Sonja Pfeilschifter: Scharf geschossen
Pfeilschifter hat als Sportschützin so ziemlich alles gewonnen – außer einer Medaille bei Olympia. Der Verband streicht sie aber für London in ihrer Weltrekord-Disziplin. „Total perplex“
LONDON Die erste Niederlage musste Sonja Pfeilschifter schon hinnehmen, bevor sie bei den Olympischen Spielen überhaupt an den Schießstand tritt. Sie darf am Samstag nicht mit dem Luftgewehr antreten. Der Deutsche Schützenbund (DSB) hat beschlossen, die mehrfache Weltmeisterin nicht zu nominieren, obwohl Pfeilschifter mit 505 Ringen sogar den Weltrekord in der Disziplin hält. So darf sie nur am 4. August im Kleinkaliber-Dreistellungskampf antreten.
Der Verband begründete das so: Pfeilschifter sei dem Druck bei Olympia – das Schießen ist zudem einer der ersten Wettbewerbe – nicht gewachsen. Tatsächlich hat Pfeilschifter bei vergangenen Olympischen Spielen trotz Favoritenrolle bisher keine Medaille gewonnen. Vielleicht liegt der Grund für der Nicht-Berücksichtigung auch darin, dass Pfeilschifter, die in Ismaning wohnt, eine eher unbequeme Sportlerin ist, eine die sagt was sie denkt und sich auch unter Druck nicht verbiegen lässt.
„Der Verband hat mir erklärt, dass er mir helfen und mich schonen wolle. Das ist schon eine exklusive Sichtweise der Dinge. Ich war total perplex. Schließlich habe ich in den vergangenen Jahren gezeigt, dass ich mit Druck umgehen kann“, sagt Pfeilschifter der „Welt“. Was sie in den vergangenen Jahren aber eben auch getan hat: die Oberen im Schützenbund verärgert. Pfeilschifter schießt scharf – auch mit Worten und Taten. Betreut wird sie nicht etwa von einem deutschen Coach – sondern von Hubert Bichler.
Der Mann ist Trainer der Österreicher.

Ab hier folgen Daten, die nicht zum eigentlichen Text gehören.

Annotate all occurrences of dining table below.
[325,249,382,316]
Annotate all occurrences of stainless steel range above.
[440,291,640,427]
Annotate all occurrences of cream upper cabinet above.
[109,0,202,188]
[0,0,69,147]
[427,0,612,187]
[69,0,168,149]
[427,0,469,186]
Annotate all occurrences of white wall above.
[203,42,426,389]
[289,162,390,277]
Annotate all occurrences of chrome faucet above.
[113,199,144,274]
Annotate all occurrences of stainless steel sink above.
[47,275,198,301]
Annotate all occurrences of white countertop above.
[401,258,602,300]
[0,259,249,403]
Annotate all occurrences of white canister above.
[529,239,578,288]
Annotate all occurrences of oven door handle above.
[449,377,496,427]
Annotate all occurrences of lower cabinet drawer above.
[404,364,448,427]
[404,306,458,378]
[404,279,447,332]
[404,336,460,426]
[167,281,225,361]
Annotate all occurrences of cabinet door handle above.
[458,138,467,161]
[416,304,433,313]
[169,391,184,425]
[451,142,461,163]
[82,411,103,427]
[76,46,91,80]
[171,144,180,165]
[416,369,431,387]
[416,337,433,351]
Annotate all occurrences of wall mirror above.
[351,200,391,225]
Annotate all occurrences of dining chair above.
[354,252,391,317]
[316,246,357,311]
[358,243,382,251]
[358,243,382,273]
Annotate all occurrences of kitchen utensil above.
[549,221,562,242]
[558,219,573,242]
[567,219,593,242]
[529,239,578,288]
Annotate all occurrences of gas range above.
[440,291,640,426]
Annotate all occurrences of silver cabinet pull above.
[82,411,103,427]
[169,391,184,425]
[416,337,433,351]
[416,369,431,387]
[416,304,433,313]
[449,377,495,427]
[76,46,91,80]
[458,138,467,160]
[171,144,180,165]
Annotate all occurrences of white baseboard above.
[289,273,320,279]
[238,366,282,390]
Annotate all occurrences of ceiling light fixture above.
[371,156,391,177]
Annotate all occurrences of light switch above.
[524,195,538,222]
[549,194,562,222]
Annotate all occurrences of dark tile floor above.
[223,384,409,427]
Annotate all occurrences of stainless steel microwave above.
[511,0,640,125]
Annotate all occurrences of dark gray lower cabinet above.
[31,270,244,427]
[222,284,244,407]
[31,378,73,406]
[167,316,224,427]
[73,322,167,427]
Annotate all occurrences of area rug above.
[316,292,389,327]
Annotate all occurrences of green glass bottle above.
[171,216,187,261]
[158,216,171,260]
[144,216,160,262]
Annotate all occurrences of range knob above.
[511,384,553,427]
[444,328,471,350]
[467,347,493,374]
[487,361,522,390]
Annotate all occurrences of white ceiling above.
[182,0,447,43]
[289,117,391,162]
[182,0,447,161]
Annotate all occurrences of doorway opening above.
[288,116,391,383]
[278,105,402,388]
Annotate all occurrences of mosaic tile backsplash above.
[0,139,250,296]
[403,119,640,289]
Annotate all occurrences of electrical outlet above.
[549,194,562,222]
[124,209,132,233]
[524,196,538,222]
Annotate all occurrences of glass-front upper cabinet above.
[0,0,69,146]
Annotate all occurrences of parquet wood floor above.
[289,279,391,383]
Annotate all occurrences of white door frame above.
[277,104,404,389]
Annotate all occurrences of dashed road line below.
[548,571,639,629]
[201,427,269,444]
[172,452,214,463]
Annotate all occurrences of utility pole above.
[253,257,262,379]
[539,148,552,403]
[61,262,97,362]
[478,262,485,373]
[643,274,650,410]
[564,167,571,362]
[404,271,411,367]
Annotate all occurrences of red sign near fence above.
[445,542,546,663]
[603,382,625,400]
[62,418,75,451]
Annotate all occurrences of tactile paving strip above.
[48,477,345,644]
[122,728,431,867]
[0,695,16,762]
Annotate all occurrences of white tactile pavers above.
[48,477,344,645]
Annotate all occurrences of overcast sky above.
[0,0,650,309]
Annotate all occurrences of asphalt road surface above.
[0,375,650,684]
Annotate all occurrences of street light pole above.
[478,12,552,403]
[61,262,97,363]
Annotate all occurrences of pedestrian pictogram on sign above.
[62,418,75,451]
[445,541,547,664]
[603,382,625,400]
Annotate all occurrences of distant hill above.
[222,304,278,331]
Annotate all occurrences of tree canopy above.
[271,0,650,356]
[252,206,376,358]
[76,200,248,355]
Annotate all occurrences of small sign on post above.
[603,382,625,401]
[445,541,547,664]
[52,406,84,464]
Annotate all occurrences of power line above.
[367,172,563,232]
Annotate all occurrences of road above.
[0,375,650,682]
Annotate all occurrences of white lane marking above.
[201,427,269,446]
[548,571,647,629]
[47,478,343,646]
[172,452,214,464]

Pfeilschifter sieht das so: Bichler passt am besten zu ihr. Der Verband sieht’s anders: Nämlich als Affront gegenüber dem eigentlichen Bundestrainer Claus-Dieter Roth. Die Entscheidung, Pfeilschifter nur im Kleinkaliber an den Schießstand zu lassen, hat den Druck für die 41-Jährige aber nicht unbedingt geschmälert. Der DSB erwarte eine Medaille von ihr, erklärte sie.
Dafür hat sie nun genau eine Chance. Es ist schon ein wenig erstaunlich, dass Pfeilschifter in ihrer Karriere eben genau bei Olympia ihre schwächeren Leistungen ablieferte – 1991 hat sie, damals noch als Juniorin, ihr erstes WM-Gold mit dem Luftgewehr geholt. Ab 1994 machte sie damit bei den Erwachsenen weiter, stand bei einem großen Wettbewerb nach dem anderen mindestens auf dem Treppchen, wenn nicht sogar ganz oben.
Neben dem Weltrekord mit dem Luftgewehr hält sie auch einen im Kleinkaliber 3x20 – aufgestellt zuhause, 2006 in München. Trotz aller Auseinandersetzungen hat der DSB Pfeilschifter mehrfach als Schützin des Jahres ausgezeichnet, 1998, 1999, 2000, 2006 – und zuletzt 2011, als der Konflikt zwischen dem Verband und der eigensinnigen Spitzensportlerin schon lange schwelte. Für Sonja Pfeilschifter geht es in London nicht nur um ihre erste Goldmedaille – sondern auch um Gerechtigkeit. Ihre Gerechtigkeit.